I sketched out an old-fashioned video camera for May 8th, the day my 4-year-old son Wade was scheduled to record a show-and-share video for his preschool classmates. I drew a smiley face with long brown hair on the Mother’s Day square – hey, it doesn’t hurt to remind people – a cake on the 24th for my mother’s 80th birthday. I was starting to feel better too.
There was one big event for May that I’d been holding off on putting on the family calendar anyway. We had a beach trip planned for the last week of May and first week of June. My sister had invited us on a family trip to Isle of Palms, S.C. But I’d been following the news closely in South Carolina and the beaches were still on “keep moving” status. That meant you could only exercise on the beaches, as in bike, walk or run. How would I possibly tell three young boys they couldn’t sit in the sand and play? I was going to hold off on a decision whether we would even go.
Luckily on May 8, the mandate was lifted. I got out the blue pen to write the words “Beach trip” with an arrow head on May 23 and drew a long blue line through the end of the month. Our anticipation was officially on, and I just sat back and enjoyed.

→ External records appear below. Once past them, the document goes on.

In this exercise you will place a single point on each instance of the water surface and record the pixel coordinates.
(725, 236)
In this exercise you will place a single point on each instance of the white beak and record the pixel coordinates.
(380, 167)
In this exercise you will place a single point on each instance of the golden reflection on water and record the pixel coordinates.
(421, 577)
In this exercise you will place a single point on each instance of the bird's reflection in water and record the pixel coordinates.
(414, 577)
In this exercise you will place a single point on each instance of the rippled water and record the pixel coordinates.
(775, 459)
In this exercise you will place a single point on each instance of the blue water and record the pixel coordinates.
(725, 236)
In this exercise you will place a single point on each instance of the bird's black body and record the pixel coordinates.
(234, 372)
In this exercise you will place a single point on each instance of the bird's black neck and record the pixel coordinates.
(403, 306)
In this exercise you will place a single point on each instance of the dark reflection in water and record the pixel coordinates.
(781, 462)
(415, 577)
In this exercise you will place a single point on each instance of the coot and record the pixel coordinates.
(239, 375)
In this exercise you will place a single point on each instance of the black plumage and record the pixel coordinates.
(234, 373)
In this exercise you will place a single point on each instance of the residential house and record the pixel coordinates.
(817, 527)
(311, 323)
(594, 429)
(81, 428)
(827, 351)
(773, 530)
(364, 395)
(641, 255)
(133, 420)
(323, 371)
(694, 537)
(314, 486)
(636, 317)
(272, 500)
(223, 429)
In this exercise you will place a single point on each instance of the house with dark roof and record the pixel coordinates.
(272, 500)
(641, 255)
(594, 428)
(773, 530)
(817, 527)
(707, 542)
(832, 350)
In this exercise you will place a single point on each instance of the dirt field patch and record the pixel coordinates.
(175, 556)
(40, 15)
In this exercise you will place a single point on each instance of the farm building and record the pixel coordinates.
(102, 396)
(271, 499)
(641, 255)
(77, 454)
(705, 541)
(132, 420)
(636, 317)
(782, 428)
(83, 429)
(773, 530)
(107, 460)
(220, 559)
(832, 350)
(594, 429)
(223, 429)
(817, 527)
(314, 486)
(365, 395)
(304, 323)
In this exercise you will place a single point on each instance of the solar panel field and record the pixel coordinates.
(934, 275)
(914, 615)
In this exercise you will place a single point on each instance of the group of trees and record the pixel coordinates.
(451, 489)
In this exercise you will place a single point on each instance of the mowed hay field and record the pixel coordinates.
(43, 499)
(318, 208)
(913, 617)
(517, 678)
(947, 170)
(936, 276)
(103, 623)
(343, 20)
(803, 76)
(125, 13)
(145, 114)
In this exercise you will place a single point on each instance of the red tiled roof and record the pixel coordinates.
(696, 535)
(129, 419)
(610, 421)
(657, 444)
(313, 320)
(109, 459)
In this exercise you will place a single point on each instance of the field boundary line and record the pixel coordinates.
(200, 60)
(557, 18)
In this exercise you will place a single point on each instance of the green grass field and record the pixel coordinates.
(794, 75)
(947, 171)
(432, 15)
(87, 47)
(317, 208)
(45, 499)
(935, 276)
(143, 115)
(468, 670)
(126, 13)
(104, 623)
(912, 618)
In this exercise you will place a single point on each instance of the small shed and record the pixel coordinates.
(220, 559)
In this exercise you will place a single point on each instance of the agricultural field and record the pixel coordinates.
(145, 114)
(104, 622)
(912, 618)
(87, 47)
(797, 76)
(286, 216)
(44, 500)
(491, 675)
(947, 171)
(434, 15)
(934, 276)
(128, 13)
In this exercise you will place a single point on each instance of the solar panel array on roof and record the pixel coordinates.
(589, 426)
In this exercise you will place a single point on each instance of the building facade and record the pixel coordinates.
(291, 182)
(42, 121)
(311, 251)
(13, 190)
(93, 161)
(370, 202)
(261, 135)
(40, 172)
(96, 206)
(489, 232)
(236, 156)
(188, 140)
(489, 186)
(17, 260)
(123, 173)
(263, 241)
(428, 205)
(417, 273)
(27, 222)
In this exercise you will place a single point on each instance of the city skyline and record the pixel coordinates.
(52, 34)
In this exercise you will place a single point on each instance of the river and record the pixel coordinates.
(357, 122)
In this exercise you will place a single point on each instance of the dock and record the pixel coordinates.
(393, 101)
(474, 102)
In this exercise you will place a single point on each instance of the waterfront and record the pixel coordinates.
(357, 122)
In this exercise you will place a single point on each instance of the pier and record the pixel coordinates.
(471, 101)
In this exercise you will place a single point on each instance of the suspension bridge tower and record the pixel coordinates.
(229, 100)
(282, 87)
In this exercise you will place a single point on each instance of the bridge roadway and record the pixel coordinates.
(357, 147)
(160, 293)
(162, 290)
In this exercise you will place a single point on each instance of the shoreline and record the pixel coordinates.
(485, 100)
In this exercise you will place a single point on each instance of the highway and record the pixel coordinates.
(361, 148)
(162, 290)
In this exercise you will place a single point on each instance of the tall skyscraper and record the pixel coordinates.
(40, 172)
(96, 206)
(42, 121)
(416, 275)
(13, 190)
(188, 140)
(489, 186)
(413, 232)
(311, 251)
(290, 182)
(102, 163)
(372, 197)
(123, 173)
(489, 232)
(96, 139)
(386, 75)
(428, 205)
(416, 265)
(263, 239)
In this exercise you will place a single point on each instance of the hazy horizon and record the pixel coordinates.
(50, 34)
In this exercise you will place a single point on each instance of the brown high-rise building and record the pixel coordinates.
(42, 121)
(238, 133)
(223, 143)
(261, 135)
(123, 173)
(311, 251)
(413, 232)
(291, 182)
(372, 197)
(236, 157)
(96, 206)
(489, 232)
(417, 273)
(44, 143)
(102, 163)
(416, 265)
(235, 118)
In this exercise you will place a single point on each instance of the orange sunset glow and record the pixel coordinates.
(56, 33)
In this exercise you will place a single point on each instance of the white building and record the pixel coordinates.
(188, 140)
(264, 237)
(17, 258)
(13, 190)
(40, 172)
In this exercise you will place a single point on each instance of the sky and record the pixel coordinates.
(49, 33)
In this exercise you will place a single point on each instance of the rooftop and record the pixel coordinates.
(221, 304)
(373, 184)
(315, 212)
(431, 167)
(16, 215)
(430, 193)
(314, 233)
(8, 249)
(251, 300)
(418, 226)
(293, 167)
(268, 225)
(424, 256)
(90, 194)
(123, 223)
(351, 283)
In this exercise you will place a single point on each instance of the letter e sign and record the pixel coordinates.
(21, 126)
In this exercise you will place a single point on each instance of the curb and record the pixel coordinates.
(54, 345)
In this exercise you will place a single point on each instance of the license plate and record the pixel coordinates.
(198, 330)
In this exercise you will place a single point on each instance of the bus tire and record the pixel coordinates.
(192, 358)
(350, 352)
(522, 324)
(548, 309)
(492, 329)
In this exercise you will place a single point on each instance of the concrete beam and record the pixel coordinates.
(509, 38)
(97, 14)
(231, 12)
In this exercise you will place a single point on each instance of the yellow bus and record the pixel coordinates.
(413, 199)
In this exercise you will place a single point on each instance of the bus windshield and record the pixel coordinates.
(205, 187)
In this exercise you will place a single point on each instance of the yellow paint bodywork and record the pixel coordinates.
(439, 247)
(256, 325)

My boys were all over it, and I wasn’t surprised by it. By now, I understood that they weren’t just little toddler-heads happy to be occupied by the next task, toy or activity to come. They were little humans, with emotions, needs, and feelings. This coronavirus shutdown was hard on them too.
I think our boys must have “packed” for the beach every day for a week before we went. My son Wade 4 would take a puzzle case that looks like a mini hard-covered suitcase and pack it with his favorite toys. He must have unpacked and repacked that thing five or six times. He encouraged his younger brothers Johnny and Wes to load up their own little backpacks with stuffed animals and blankets. We talked about going to the beach over meals, during car rides to Starbucks, at night before we tucked them in for bed.

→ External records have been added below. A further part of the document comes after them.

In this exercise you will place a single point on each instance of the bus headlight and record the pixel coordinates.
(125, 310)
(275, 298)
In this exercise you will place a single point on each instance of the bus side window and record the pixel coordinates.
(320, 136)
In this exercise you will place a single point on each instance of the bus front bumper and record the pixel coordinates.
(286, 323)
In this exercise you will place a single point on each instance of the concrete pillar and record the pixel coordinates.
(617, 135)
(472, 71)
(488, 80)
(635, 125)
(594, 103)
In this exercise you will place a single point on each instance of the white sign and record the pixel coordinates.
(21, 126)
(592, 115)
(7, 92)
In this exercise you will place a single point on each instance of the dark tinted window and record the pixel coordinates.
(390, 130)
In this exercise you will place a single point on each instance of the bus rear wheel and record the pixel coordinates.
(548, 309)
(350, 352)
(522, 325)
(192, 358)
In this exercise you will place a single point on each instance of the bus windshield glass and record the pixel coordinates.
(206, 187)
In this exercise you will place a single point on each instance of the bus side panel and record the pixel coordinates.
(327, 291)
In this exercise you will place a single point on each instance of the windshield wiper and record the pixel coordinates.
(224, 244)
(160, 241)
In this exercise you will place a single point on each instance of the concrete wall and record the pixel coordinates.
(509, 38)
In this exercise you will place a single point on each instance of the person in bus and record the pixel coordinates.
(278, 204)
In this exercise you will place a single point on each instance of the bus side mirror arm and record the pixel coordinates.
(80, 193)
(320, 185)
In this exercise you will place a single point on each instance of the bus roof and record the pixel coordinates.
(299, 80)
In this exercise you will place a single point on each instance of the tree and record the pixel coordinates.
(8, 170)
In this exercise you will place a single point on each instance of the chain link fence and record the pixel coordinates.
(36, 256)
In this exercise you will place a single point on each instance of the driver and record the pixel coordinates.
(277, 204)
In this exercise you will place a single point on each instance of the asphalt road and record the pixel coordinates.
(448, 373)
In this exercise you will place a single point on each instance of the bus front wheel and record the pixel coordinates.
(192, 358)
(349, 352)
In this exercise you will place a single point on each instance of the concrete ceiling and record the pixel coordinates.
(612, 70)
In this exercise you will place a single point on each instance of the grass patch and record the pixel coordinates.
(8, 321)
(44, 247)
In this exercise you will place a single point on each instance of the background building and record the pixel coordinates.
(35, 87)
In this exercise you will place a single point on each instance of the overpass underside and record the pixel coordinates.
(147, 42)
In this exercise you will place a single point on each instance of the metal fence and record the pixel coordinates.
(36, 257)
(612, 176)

The anticipation was just what we needed, maybe even as much as the trip itself. And I can say that as I type on my laptop at the kitchen table of the beach house. And we’ve had a great time too.
By the time this blog posts, the calendar will have just flipped to June. The summer is looming pretty large for everybody – or at least long. Summer camps are cancelled. Sports leagues are in doubt. And we’re even wondering if it’s safe to go to the neighborhood pool or invite a friend to a playdate.
This much I know, whatever it is we figure out to do this summer, even if it’s just a picnic in a grassy field or cooking burgers on the grill on a Friday afternoon – it’s a good idea to get the pens out and get something up on the calendar.